Scraping Own URL suddenly doesnt' work

Describe the problem:

I have used it before and it works. However, starting today, the webscraper of the own URL doesn't work.

Here's my work flow:

    • I set "Page load delay " to 4000ms
    • I initiate a search
    • Then I mannually choose and click to the web page that I think relevant
    • After clicking into the correct page, it scrape the book name, authors, usering rates and the URL of the correct page

But now , the URL using " [rel="canonical"]" doesn't work anymore in this site.

Any workaround please?

Sitemap:
{"_id":"Goodreads-w39","startUrl":["Search results for "糖質疲労","https://www.goodreads.com/search?q=The" (showing 1-0 of 0 books) Crowd: A Study of the Popular Mind","Search results for "Klartext:" (showing 1-10 of 511 books) Sagen, was Sache ist.

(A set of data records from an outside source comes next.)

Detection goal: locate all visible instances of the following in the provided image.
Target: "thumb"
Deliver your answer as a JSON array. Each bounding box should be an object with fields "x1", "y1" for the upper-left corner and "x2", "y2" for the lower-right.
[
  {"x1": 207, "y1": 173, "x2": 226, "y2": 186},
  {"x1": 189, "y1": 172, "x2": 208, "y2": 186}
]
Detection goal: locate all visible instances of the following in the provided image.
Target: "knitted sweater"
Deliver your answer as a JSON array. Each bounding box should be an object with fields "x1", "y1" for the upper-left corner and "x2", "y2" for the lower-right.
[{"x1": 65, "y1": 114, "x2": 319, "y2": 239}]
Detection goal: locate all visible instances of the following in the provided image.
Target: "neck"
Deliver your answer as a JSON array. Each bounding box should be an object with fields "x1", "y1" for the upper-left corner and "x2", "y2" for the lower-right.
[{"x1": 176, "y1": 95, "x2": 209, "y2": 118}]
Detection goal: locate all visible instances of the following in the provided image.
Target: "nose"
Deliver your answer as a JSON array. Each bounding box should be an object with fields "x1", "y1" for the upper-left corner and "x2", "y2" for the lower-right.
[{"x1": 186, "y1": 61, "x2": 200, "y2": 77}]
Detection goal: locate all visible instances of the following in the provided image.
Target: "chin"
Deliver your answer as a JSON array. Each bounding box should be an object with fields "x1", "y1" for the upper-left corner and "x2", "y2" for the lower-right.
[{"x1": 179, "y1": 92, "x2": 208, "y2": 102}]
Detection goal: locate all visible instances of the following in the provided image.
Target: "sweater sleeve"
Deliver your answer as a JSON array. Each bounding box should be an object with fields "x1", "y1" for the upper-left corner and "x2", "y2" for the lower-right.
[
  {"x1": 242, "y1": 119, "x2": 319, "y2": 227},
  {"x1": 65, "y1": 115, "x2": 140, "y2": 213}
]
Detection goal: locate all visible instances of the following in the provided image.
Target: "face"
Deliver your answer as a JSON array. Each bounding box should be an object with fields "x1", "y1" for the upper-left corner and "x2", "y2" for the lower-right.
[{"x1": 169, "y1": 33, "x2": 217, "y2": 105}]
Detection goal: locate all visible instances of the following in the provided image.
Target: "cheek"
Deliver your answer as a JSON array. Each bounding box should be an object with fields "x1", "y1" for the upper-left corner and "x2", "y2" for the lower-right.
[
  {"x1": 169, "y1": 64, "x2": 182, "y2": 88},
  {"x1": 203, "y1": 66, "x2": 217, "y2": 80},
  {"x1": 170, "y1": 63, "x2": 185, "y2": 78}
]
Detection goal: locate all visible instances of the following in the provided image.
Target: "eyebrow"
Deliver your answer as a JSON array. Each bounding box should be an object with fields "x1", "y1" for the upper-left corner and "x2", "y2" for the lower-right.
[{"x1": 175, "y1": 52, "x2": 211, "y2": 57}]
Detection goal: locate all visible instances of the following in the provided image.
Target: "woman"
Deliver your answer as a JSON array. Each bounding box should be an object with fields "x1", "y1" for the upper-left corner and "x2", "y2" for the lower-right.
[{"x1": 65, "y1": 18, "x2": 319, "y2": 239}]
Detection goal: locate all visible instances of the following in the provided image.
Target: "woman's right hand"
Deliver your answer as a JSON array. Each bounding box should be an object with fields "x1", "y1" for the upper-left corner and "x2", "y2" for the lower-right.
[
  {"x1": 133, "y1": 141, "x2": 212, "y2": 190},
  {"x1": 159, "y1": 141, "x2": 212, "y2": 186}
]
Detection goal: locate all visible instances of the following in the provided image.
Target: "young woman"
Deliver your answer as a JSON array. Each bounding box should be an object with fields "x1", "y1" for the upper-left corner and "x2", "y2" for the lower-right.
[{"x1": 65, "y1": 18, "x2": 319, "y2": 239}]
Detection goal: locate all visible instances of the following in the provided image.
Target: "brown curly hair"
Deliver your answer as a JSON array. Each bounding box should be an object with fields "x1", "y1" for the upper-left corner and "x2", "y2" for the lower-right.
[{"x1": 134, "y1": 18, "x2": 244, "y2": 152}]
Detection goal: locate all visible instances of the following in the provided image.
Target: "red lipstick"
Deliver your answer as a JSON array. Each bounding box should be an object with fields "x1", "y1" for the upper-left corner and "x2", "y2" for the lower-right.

Machen, was weiterbringt","Search results for "Dinner" (showing 1-10 of 39722 books) with Darwin: Food, Drink, and Evolution","Search results for "State" (showing 1-10 of 1229268 books) of Terror","Search results for "Cannibal" (showing 1-10 of 4134 books) Capitalism","Search results for "Peak" (showing 1-10 of 28315 books) Mind: Find Your Focus, Own Your Attention, Invest 12 Minutes a Day","Search results for "The" (showing 1-0 of 0 books) Manager%E2%80%99s Handbook: Five Simple Steps to Build a Team, Stay Focused, Make Better Decisions, and Crush Your Competition"],"selectors":[{"id":"Link","parentSelectors":["_root"],"type":"SelectorLink","selector":"[rel="canonical"]","multiple":false,"linkType":"linkFromHref"},{"id":"Book-name","parentSelectors":["_root"],"type":"SelectorText","selector":"h1","multiple":false,"regex":"","multipleType":"singleColumn"},{"id":"Rating","parentSelectors":["_root"],"type":"SelectorText","selector":".RatingStatistics__interactive div.RatingStatistics__rating","multiple":false,"regex":"","multipleType":"singleColumn"},{"id":"Ratings-count","parentSelectors":["_root"],"type":"SelectorText","selector":".RatingStatistics__interactive span[data-testid='ratingsCount']","multiple":false,"regex":"","multipleType":"singleColumn"}]}

Hi,

I checked the URL Goodreads and the canonical attribute is no longer present in the HTML, hence it cannot be scraped.

You should be able to scrape the page URL with the following selector setup:
[property="og:url"]

image

Hi JanAP,

Thank you very much. It works now!

1 Like